The designers of electronic devices, in particular mobile electronic devices, strive to create a rich, convenient, fast, and intuitive user interface. Providing feedback to a user who is interacting with a tool or device by the use of one or more fingers in the form of haptic feedback is useful towards these goals.
One form of haptic feedback is a mechanical click, motion, detent, or mechanical click. Most full-size and traditional keyboards provide a nonlinear keystroke excursion that gives this form of feedback. Another form of haptic feedback is a rhythmic shaking or vibration, sensed by a finger, hand, or other part of the body. For example, a fingertip may be used on a touch screen for data-input or feedback. Flight controls include a stick shaker.
One traditional method of generating haptic feedback comprises spinning an out-of-balance weight. Another traditional method comprises an electromagnetic coil, or solenoid, to move an object that the user feels. The movement may be a single movement or it may be a repetitive movement which may be detected by the user as a vibration.
One form of prior art uses a small motor that includes an armature, copper wire winding(s), a rotating shaft, an elliptical or non-symmetric weight, and a power and control source. When the motor turns, the non-symmetric weight is spun or oscillated, which produces a vibration that either directly or indirectly is applied to a portion of the equipment or host device. The user then feels the oscillation or vibration. A disadvantage of this design is startup delay. Another disadvantage with this design is that the range of haptic feedback is limited to a single or small number of fixed frequencies. A third disadvantage is its relatively large size. A fourth disadvantage is relatively high cost that prevents practical applications that involve a large number of haptic devices within one piece of equipment. A fifth disadvantage is poor reliability. A sixth disadvantage is that only regular vibration may be produced.

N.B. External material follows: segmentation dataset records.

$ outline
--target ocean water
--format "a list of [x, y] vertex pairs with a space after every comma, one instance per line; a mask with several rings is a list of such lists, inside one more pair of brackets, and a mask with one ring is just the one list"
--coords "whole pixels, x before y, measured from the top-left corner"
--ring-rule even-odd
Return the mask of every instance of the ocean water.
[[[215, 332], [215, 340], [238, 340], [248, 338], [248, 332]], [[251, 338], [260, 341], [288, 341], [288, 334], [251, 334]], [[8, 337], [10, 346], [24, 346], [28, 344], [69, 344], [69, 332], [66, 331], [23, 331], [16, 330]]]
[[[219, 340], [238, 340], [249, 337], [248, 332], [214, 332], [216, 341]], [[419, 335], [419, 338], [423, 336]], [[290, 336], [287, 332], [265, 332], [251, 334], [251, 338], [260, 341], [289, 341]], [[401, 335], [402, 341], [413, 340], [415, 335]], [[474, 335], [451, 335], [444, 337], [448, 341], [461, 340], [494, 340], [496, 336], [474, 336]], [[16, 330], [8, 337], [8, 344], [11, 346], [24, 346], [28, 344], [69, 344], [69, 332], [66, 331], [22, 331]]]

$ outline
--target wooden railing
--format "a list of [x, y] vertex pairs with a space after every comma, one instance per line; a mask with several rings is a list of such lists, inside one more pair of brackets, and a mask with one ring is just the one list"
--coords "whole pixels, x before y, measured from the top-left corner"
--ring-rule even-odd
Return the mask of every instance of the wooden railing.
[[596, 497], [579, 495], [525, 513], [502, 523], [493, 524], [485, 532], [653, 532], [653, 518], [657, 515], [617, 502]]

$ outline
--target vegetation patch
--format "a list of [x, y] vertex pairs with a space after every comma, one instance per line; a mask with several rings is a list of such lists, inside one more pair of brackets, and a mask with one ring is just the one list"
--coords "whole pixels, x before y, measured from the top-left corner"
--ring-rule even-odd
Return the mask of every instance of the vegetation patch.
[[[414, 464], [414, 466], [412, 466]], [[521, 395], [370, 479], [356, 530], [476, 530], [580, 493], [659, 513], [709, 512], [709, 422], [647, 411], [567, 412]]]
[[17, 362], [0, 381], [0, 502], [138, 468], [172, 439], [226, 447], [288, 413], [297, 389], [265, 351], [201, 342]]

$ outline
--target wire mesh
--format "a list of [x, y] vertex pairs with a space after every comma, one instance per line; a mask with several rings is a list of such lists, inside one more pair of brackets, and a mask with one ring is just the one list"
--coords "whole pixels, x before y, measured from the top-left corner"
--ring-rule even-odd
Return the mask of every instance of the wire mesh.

In one embodiment of the current invention a working fluid inside a sealed vessel is vaporized to create a pressure increase with phase change. The pressure change causes mechanical motion. The working fluid may be vaporized in this way repeatedly, condensing in the intervening time intervals, causing a controlled haptic motion or vibration. There are some similarities of this approach with the method of creating ink droplets in ink jet print heads in which droplets are piezoelectrically vaporized to jump off of the print head or electroresistively heated to vaporize off the head.
In the current invention, in one embodiment, the working fluid is vaporized and condensed repeatedly to create a pressure/volume change with excursion and frequency that may be interpreted by touch or motion sensors in the skin or secondary muscle sensors in the body. This cycle also occurs in heat pipes, for a different inventive advantage.
In portable or mobile electronics, cost, space, reliability and power become major design issues. Advantages of this invention include lower cost, smaller size, more reliable operation, and less power consumption than traditional methods of generating haptic feedback.